第3話

『ダムの花束』


 私は1人で車で何となくドライブするのが好きで、休日には街から何時間も走って、山の奥深くへと車で山道を分け入り走るのが好きだ。


 その日も、行き先もなく山の奥深く走っていた。道の上に看板が見えて、山山ダム2キロ先右折、と書いてあった。


 行くあてもないドライブだから、特に何も考えずにその先を走り、しばらく走ると右側にダムへの看板があり、右折してその先を真っ直ぐに進むと、右側にダムがひらけて見えた。


 左側は山で、前方はダムの施設建物があり、その手前の右側に一般車両の駐車場のPと大きく看板があった。

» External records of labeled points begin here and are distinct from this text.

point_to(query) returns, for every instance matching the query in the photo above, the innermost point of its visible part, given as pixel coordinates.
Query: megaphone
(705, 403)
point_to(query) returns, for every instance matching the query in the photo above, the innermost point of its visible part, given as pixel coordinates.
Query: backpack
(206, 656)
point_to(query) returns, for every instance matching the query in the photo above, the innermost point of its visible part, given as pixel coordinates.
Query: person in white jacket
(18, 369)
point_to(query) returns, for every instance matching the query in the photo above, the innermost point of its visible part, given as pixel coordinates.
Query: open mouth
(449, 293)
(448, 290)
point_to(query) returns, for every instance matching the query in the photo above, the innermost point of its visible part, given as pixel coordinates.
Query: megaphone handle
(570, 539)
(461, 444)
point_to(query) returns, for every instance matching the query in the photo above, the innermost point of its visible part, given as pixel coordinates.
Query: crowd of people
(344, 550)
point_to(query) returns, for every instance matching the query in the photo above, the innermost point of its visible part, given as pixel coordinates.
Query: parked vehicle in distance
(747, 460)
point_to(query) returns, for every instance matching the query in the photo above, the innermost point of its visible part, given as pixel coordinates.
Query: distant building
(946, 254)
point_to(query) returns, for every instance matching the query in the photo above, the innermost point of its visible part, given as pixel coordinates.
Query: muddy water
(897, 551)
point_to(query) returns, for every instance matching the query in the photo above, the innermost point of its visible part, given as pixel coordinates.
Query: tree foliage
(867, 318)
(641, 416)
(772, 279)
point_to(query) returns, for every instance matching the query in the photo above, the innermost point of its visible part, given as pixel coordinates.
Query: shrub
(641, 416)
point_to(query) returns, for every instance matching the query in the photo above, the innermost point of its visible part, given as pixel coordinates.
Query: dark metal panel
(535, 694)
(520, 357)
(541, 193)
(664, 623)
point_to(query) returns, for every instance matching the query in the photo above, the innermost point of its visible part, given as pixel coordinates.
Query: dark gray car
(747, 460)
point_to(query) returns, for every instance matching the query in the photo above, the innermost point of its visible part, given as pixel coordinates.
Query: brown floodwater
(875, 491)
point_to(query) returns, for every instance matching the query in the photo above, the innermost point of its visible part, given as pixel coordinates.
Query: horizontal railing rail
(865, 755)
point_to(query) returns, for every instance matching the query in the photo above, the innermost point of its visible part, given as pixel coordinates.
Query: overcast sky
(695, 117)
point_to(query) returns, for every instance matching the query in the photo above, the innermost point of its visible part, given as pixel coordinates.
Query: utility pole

 その駐車場に、車を停めようと減速して進むと、駐車場手前の左側に倉庫があった。さらに数メートル進むと倉庫側の左側、駐車場入口の反対側の山に、花束が4つ供えられていた。


 大きい花束が2つ、小さい花束が2つ、白い花束が並べられてあった。


 駐車場へ入り車を停め、外へ降りてダムの豊かに溜められた静かな水面を見た。


 いつもは、山のマイナスイオンを味わうが、とてもそんな気にはなれなかった。


 早々に車に乗り帰ろうと発進すると、駐車場の正面にさっきの花束が見えた。駐車場を出て倉庫の前で少し違和感を覚えたが、その日はそのまま家に帰った。


 私は、大学の先輩達と卒業後も時々、少し遠出をして日帰りの1日旅へ行ったりしている。この日も食事をしながら、どこかへ行こうと話になり、隣の県にある日帰り温泉へ行くことになった。


 いつも冷静な中原さんと、少し悪のり好きの織田さん。2人と私は、それぞれ互いに恋愛感情は全くなく、共通の趣味のドライブであちこち行くのが好きで、バカ話しをいつもしていた。日帰り温泉へ行くのを楽しみにしていた。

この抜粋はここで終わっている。